Tremblay : la police avait vu l'enquête de TF1 cinq jours avant diffusion
"Un reportage sur le trafic de drogue en banlieue sur TF1, un raid policier, un bus caillassé et incendié dans une ville sous tension. La séquence des faits qui se sont déroulés à Tremblay-en-France depuis trois jours amène à se poser quelques questions. Quelle est la responsabilité de la presse dans cette affaire ?" demande Fabrice Rousselot dans la deuxième des trois pages que Libération consacre aux relations entre les médias et la banlieue. "Attablés à la terrasse d’un café sur la dalle de la cité du Grand-Ensemble, les Tremblaysiens rivalisent de qualificatifs pour décrire le goût âcre que leur a laissé dans la bouche le reportage diffusé par TF1, lundi soir, sur le trafic de drogue dans leur quartier. (...) Si l’ensemble des habitants n’a pas vu le reportage de la Une, «parce que de toute façon, on sait ce que ces journalistes ont voulu montrer», tous ont échangé leurs sentiments sur le sujet au cours d’une journée que Libération a passé sur la dalle située en plein coeur de Tremblay-en-France.

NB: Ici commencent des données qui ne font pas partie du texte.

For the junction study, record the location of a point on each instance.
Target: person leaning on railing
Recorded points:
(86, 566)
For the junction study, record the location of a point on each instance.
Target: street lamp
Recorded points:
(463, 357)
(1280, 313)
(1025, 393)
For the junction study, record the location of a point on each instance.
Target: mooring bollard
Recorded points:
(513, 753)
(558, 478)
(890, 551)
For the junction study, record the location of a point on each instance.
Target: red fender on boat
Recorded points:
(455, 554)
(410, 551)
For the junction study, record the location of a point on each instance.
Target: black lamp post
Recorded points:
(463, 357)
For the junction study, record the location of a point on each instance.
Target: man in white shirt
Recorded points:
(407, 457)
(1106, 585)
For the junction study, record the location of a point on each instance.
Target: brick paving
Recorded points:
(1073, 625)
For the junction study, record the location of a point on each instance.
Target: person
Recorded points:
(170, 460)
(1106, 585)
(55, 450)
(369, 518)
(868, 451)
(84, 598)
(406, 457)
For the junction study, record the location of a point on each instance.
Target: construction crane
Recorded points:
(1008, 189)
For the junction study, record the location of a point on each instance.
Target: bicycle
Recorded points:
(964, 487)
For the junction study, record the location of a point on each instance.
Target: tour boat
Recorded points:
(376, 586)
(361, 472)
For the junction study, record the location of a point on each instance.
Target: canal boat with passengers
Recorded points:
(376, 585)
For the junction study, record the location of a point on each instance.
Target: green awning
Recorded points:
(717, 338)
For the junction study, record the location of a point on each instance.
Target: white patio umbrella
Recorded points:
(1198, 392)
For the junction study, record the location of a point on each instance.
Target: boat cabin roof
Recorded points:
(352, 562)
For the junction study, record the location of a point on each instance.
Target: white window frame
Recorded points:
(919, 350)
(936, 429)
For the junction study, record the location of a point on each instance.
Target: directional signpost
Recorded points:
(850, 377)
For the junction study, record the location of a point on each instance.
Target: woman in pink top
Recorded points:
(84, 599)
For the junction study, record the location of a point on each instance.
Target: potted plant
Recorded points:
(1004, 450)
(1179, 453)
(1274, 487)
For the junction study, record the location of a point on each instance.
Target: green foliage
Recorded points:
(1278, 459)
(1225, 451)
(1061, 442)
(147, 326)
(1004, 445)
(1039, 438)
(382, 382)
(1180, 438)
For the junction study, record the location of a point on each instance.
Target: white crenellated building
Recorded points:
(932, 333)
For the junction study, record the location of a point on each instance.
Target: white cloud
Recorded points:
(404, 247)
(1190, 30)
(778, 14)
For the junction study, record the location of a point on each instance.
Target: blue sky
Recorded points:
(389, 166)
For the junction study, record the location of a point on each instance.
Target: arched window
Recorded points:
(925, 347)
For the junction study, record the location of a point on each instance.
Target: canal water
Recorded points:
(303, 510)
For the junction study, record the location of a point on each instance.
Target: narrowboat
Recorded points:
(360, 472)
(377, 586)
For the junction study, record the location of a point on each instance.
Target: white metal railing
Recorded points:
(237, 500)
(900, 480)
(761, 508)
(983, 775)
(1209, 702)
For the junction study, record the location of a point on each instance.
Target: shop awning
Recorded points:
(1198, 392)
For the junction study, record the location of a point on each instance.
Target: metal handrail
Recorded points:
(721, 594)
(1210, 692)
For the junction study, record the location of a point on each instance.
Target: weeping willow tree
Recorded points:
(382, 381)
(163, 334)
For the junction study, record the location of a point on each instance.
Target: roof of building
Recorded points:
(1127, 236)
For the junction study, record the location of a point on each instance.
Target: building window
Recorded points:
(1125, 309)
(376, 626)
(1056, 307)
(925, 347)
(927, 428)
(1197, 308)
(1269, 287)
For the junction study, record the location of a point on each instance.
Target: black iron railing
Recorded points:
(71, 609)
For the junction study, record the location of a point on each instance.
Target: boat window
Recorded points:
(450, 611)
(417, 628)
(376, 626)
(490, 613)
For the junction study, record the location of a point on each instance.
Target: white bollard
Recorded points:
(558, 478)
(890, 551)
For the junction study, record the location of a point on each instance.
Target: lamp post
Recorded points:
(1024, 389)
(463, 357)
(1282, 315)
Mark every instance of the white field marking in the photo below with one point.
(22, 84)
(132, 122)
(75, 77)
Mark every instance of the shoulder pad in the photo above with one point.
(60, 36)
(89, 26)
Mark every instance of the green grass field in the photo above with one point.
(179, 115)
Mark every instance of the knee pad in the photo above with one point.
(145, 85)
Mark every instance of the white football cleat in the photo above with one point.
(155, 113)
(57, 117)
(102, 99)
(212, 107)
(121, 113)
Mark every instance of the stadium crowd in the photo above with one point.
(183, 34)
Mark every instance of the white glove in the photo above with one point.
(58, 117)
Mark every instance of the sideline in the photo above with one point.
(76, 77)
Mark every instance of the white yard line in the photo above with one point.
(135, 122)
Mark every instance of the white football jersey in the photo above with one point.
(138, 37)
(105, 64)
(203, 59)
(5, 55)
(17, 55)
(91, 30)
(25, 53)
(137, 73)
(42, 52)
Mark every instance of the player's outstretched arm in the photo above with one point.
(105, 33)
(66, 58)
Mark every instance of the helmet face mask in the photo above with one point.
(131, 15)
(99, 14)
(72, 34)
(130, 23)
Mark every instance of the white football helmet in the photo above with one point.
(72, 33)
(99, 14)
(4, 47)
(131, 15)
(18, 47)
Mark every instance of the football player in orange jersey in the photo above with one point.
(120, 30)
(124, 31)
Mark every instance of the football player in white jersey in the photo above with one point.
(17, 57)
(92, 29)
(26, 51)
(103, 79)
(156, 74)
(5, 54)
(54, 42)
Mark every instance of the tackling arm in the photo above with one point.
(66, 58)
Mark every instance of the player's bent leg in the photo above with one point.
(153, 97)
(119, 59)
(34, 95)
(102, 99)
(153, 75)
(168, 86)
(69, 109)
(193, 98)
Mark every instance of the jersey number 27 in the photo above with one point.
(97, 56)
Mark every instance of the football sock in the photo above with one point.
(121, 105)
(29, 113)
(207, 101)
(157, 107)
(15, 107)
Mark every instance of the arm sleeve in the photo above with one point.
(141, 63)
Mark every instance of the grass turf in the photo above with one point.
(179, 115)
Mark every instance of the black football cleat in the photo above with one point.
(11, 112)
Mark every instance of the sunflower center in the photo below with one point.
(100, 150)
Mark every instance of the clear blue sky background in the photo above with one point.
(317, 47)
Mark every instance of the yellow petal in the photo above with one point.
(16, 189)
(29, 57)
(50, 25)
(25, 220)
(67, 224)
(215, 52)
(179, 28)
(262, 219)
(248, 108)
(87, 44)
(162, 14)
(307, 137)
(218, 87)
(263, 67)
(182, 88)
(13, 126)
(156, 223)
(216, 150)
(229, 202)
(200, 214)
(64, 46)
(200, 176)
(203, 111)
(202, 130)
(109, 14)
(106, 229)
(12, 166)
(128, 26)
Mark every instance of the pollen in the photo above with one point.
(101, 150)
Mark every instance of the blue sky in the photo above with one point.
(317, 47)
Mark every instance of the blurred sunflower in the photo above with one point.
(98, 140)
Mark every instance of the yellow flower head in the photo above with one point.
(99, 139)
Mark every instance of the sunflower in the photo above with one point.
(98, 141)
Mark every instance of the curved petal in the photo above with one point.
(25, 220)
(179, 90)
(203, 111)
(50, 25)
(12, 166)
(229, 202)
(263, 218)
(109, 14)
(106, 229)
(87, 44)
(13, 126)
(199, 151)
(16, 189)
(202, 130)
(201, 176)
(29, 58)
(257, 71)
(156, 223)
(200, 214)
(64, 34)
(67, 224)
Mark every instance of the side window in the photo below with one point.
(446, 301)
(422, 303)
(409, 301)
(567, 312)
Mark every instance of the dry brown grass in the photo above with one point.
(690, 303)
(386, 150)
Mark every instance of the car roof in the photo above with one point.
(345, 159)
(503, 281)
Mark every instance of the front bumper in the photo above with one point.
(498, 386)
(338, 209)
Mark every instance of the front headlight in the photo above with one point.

Malgré un accueil un peu rude, une discussion s’est nouée avec une vingtaine d’habitants." Libération vendredi 2 avril 2010 ![]() |
Emmanuel Chain déclare à Libération n’avoir «renseigné personne». Sauf, bien sûr, Jean-Jacques Herlem, directeur adjoint de la police judiciaire de Paris, invité à réagir au reportage dans une interview enregistrée cinq jours avant la diffusion de l’émission. «Je crois que cette situation ne peut plus durer», dit-il en plateau à Chain après les images tournées à Tremblay. (...)Herlem a-t-il dépêché la police sur place, histoire de ne pas être tourné en ridicule le soir de la diffusion ? «Je n’en sais rien», répond Chain. De source policière, on reconnaît simplement avoir «précipité» le coup de filet conclusif d’une «enquête de plusieurs mois» qui aurait pu «tourner court à cause de ce reportage». (...) Chain dit avoir pris ses précautions (...)pour éviter toute descente de police dans sa boîte de prod, il a aussi fait détruire les rushes où les protagonistes apparaissent non floutés.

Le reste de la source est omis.